St. Jude Medical, Inc. has received a CE Mark approval for magnetic resonance (MR) conditional labeling for 1.5 T scans for the company's Nanostim leadless pacemaker. With the approval, throughout Europe both existing patients implanted with a Nanostim leadless pacemaker and new patients receiving a Nanostim leadless pacemaker in the future can safely undergo full-body MRI diagnostic scans.

The latest approval builds upon the company's portfolio of MRI compatible products, and furthers patient access to the technological benefits of the Nanostim leadless pacemaker, the world's first commercially available retrievable leadless pacemaker.

More than 4 million people worldwide have an implanted pacemaker or other cardiac rhythm management device, and an additional 700,000 patients receive the devices each year. The Nanostim leadless pacemaker is less than 10 percent the size of a conventional pacemaker and designed to be implanted directly in the heart without the need for a surgical pocket or lead. The elimination of the visible lump and scar at a conventional pacemaker's implant site, in addition to the removal of patient activity restrictions that may prevent the dislodgement or damage to a conventional lead, will potentially improve the quality of life for patients with this technology by allowing most to continue living active, uninhibited lifestyles.

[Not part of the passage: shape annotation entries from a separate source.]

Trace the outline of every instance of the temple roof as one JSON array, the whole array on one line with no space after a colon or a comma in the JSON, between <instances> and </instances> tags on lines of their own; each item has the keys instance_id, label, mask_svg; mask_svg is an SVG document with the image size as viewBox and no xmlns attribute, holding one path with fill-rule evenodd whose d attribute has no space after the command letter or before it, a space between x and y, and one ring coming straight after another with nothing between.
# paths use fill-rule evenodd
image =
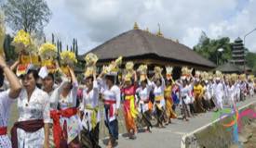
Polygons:
<instances>
[{"instance_id":1,"label":"temple roof","mask_svg":"<svg viewBox=\"0 0 256 148\"><path fill-rule=\"evenodd\" d=\"M121 33L89 52L96 54L100 60L115 59L120 56L136 57L153 55L178 62L208 68L215 67L214 63L201 56L188 46L140 29ZM84 57L85 55L81 57Z\"/></svg>"}]
</instances>

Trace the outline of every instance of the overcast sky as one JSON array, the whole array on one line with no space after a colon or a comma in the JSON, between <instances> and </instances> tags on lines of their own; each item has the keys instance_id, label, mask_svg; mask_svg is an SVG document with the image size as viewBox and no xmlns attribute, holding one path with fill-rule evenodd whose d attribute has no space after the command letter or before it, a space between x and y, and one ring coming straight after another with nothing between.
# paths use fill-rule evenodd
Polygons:
<instances>
[{"instance_id":1,"label":"overcast sky","mask_svg":"<svg viewBox=\"0 0 256 148\"><path fill-rule=\"evenodd\" d=\"M155 32L193 47L204 31L210 38L232 41L256 28L256 0L47 0L53 16L46 27L64 43L78 39L79 53L133 28ZM256 52L256 31L246 46Z\"/></svg>"}]
</instances>

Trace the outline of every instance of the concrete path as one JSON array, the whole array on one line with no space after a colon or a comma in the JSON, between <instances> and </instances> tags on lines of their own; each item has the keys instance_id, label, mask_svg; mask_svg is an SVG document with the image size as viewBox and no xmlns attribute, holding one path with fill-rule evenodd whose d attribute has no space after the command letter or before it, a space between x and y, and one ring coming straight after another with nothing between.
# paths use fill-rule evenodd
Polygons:
<instances>
[{"instance_id":1,"label":"concrete path","mask_svg":"<svg viewBox=\"0 0 256 148\"><path fill-rule=\"evenodd\" d=\"M244 102L238 103L237 106L246 105L256 98L248 98ZM129 140L123 135L119 136L118 148L180 148L182 137L196 129L206 126L214 120L213 112L200 114L195 117L191 117L189 121L180 119L172 120L172 124L165 129L152 130L152 133L138 133L136 140ZM101 145L105 147L106 140L101 140Z\"/></svg>"}]
</instances>

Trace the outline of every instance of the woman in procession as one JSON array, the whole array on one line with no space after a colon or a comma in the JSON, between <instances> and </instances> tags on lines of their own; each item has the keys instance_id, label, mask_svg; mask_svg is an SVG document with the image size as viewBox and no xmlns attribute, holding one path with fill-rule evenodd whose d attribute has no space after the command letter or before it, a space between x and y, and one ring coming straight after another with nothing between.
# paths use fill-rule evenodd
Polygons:
<instances>
[{"instance_id":1,"label":"woman in procession","mask_svg":"<svg viewBox=\"0 0 256 148\"><path fill-rule=\"evenodd\" d=\"M99 108L100 86L96 71L85 78L86 88L83 90L80 116L83 130L81 131L81 147L101 148L99 145L101 114Z\"/></svg>"},{"instance_id":2,"label":"woman in procession","mask_svg":"<svg viewBox=\"0 0 256 148\"><path fill-rule=\"evenodd\" d=\"M5 76L8 80L9 89L0 92L0 147L11 148L11 142L7 136L7 122L10 115L10 106L14 99L20 94L21 84L0 55L0 87L3 86Z\"/></svg>"},{"instance_id":3,"label":"woman in procession","mask_svg":"<svg viewBox=\"0 0 256 148\"><path fill-rule=\"evenodd\" d=\"M155 110L156 112L157 117L157 127L164 128L164 120L165 120L165 109L166 109L166 102L165 102L165 88L166 82L161 74L162 69L159 67L155 68L155 76L153 77L153 92L155 95Z\"/></svg>"},{"instance_id":4,"label":"woman in procession","mask_svg":"<svg viewBox=\"0 0 256 148\"><path fill-rule=\"evenodd\" d=\"M123 86L121 88L121 96L123 103L123 112L126 121L126 128L128 133L129 139L136 139L135 134L137 133L137 126L135 119L137 118L138 110L136 107L136 89L137 84L137 74L133 71L133 63L128 62L126 65L127 74L124 78Z\"/></svg>"},{"instance_id":5,"label":"woman in procession","mask_svg":"<svg viewBox=\"0 0 256 148\"><path fill-rule=\"evenodd\" d=\"M118 111L121 104L121 90L117 83L117 70L121 58L113 61L108 67L104 67L98 77L101 86L101 93L104 104L104 122L109 131L108 148L116 144L118 140Z\"/></svg>"},{"instance_id":6,"label":"woman in procession","mask_svg":"<svg viewBox=\"0 0 256 148\"><path fill-rule=\"evenodd\" d=\"M88 54L86 56L84 78L86 86L81 94L78 94L78 80L73 69L73 64L76 61L75 55L69 51L61 53L60 68L58 62L53 62L53 57L44 57L44 55L54 56L49 53L56 52L55 49L53 44L45 43L40 48L42 61L38 61L41 62L39 65L33 60L24 63L25 56L30 59L32 57L29 52L20 51L21 54L11 69L17 68L17 76L20 78L21 84L0 56L0 86L3 85L4 75L9 82L9 89L0 92L0 147L100 148L101 96L104 123L109 132L107 146L113 148L118 140L121 98L127 131L129 139L134 140L138 132L136 117L139 114L141 114L141 121L144 123L146 131L150 131L153 127L151 119L154 118L152 113L156 113L157 127L164 128L165 123L168 125L172 118L177 117L173 106L174 104L179 104L179 100L182 119L188 121L190 115L195 115L195 110L197 113L209 110L212 98L217 109L221 110L224 99L230 105L236 105L240 92L243 95L253 95L254 92L252 76L242 74L239 79L235 75L228 78L228 75L223 77L220 71L216 71L213 80L198 71L193 77L192 69L187 68L182 68L182 77L174 81L172 68L166 67L165 80L162 68L155 67L155 75L149 80L147 66L141 65L137 70L140 74L138 80L132 62L127 62L127 71L123 72L124 79L120 79L122 81L118 85L117 74L121 71L118 67L122 58L103 67L97 77L98 57ZM60 71L61 77L59 85L55 84L57 71ZM42 79L42 88L37 87L39 77ZM154 93L154 101L150 100L151 92ZM82 98L79 108L77 95ZM10 105L15 98L18 98L19 117L11 130L9 141L7 135L7 119ZM205 105L202 98L205 99Z\"/></svg>"},{"instance_id":7,"label":"woman in procession","mask_svg":"<svg viewBox=\"0 0 256 148\"><path fill-rule=\"evenodd\" d=\"M151 123L151 115L153 110L153 104L149 99L150 92L152 90L152 82L147 77L147 66L141 65L138 68L140 73L140 86L136 90L136 96L139 102L139 111L141 114L141 120L146 127L146 132L151 132L150 129L153 127Z\"/></svg>"},{"instance_id":8,"label":"woman in procession","mask_svg":"<svg viewBox=\"0 0 256 148\"><path fill-rule=\"evenodd\" d=\"M18 98L19 119L11 130L12 147L48 147L49 96L37 88L34 67L27 68L27 73L20 76L23 88Z\"/></svg>"}]
</instances>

Implanted via the femoral vein with the smallest available leadless technology delivery system, the Nanostim leadless pacemaker offers a less-invasive approach for physicians compared to traditional pacemaker procedures that require more invasive surgery. The device is designed to be fully retrievable so that it can be readily repositioned throughout the implant procedure and later retrieved if necessary.

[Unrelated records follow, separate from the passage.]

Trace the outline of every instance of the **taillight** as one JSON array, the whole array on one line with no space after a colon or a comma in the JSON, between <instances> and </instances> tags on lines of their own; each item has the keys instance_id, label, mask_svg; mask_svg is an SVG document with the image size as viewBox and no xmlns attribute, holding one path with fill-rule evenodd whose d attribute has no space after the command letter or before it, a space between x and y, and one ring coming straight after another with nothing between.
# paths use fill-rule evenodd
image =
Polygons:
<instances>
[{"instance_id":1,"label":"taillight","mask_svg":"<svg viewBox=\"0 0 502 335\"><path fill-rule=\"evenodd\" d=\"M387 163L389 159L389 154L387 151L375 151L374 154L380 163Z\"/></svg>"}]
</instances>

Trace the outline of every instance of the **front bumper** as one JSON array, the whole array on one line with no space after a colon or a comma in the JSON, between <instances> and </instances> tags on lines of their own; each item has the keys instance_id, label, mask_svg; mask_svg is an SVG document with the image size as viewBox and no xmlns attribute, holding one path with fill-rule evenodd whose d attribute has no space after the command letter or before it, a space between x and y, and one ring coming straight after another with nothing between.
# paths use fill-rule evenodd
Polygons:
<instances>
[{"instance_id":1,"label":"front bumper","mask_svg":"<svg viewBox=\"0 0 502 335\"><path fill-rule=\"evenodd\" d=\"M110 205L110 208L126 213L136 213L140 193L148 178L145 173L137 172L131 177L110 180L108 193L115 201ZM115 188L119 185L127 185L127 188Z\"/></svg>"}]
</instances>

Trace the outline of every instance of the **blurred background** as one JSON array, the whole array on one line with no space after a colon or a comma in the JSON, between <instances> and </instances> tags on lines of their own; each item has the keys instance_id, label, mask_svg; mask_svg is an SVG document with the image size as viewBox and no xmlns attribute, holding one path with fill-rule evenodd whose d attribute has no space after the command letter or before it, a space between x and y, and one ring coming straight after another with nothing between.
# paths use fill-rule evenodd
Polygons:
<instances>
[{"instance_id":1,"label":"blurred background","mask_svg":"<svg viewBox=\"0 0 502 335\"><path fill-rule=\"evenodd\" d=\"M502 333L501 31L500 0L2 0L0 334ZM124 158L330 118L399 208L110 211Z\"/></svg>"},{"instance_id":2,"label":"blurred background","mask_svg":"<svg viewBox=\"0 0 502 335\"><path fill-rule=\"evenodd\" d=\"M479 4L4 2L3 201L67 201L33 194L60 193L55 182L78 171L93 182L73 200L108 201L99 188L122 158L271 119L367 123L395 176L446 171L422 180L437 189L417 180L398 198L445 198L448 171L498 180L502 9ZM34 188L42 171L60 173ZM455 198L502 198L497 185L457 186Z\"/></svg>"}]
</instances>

The device is supported by the St. Jude Medical Merlin Programmer, which is also used to interrogate and program the company's other pacemakers and implantable cardioverter defibrillators (ICDs).

In the coming months, St. Jude Medical anticipates updated labeling for many of its existing cardiac rhythm management devices, which will allow more patients the freedom to safely undergo MRI scans.

About the Nanostim Leadless Pacemaker

A pacemaker is a small implantable device that sends electrical pulses to the heart to treat bradycardia, which is a heart rate that is too slow. These devices monitor the heart and provide electrical stimulation when the heart beats too slowly for each patient's specific physiological requirements. Leadless pacemakers provide the same type of therapy but do so without the traditional leads found in conventional pacemakers.

The Nanostim leadless pacemaker operates like a traditional pacemaker, but is 10 percent the size of a conventional pacemaker and is designed to reduce or eliminate complications associated with leads, chest incisions and surgical pockets. The Nanostim leadless pacemaker received CE Mark approval in October 2013. To date, more than 1,000 Nanostim leadless pacemakers have been implanted worldwide. The Nanostim leadless pacemaker is undergoing a clinical study in the U.S. under an FDA-approved investigational device exemption.

About St. Jude Medical

St. Jude Medical is a global medical device manufacturer and is dedicated to transforming the treatment of some of the world's most expensive epidemic diseases. The company does this by developing cost-effective medical technologies that save and improve lives of patients around the world.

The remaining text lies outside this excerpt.